FYN/LCK kinase balance as a metabolic switch orchestrates progenitor-exhausted T-cell differentiation in hepatocellular carcinoma.

[BACKGROUND AND AIMS] Immune checkpoint blockade (ICB) shows therapeutic promise in hepatocellular carcinoma (HCC) but is associated with suboptimal responses in patients. Progenitor-exhausted T (Tpex) cells are key responders to ICB, but the regulatory mechanisms governing Tpex maintenance in HCC remain elusive.

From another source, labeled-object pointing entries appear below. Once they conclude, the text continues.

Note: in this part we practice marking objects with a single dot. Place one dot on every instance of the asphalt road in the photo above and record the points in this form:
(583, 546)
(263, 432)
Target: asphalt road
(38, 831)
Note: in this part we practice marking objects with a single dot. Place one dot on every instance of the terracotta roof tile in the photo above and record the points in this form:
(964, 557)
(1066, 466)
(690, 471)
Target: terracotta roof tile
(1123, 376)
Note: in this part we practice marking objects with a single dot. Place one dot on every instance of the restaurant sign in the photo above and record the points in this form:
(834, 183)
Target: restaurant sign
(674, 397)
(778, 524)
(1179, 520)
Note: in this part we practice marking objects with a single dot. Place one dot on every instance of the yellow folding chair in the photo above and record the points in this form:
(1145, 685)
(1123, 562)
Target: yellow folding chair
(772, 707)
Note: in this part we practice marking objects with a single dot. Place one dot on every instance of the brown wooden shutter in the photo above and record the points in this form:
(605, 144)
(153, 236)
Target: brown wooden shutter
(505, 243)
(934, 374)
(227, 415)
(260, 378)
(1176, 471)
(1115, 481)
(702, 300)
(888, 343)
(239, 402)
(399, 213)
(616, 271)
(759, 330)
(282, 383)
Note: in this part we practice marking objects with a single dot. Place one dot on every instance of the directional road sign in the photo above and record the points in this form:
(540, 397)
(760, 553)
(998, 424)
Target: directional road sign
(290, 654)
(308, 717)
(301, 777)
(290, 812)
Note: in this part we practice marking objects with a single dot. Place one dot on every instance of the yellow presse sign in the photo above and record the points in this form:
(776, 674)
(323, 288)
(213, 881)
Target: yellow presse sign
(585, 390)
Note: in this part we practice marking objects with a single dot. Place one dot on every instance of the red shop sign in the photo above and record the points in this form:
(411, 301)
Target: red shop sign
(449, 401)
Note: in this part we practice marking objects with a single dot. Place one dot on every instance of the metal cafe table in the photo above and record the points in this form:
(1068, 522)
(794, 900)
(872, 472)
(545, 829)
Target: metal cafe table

[APPROACH AND RESULTS] Through an integrated analysis of HCC single-cell RNA-sequencing datasets, we constructed an exhausted CD8 + T-cell atlas and identified the kinase FYN as a marker of Tpex cells in ICB responders. FYN deficiency in CD8 + T cells induced LCK hyperactivation, which drove terminal exhaustion under high-affinity antigen stimulation. Mechanistically, LCK hyperactivation disrupted metabolic homeostasis by triggering excessive glycolysis and impairing mitochondrial function in Tpex cells. Conversely, LCK inhibition elevated compensatory FYN activity, restored mitochondrial fitness, and preserved Tpex cell stemness. In preclinical HCC models, transient LCK inhibition during T-cell expansion enhanced adoptive cell therapy efficacy by increasing Tpex cell persistence and stemness. Additionally, preemptive low-dose LCK inhibition before anti-PD-1 therapy expanded the Tpex cell pool, reduced terminal exhaustion, and improved therapeutic outcomes.

[CONCLUSIONS] This study establishes the FYN/LCK balance as a critical regulator of the terminal exhaustion of Tpex cells through metabolic reprogramming. These findings suggest that modulating the FYN/LCK kinase balance is a promising strategy to overcome immunotherapy resistance in HCC.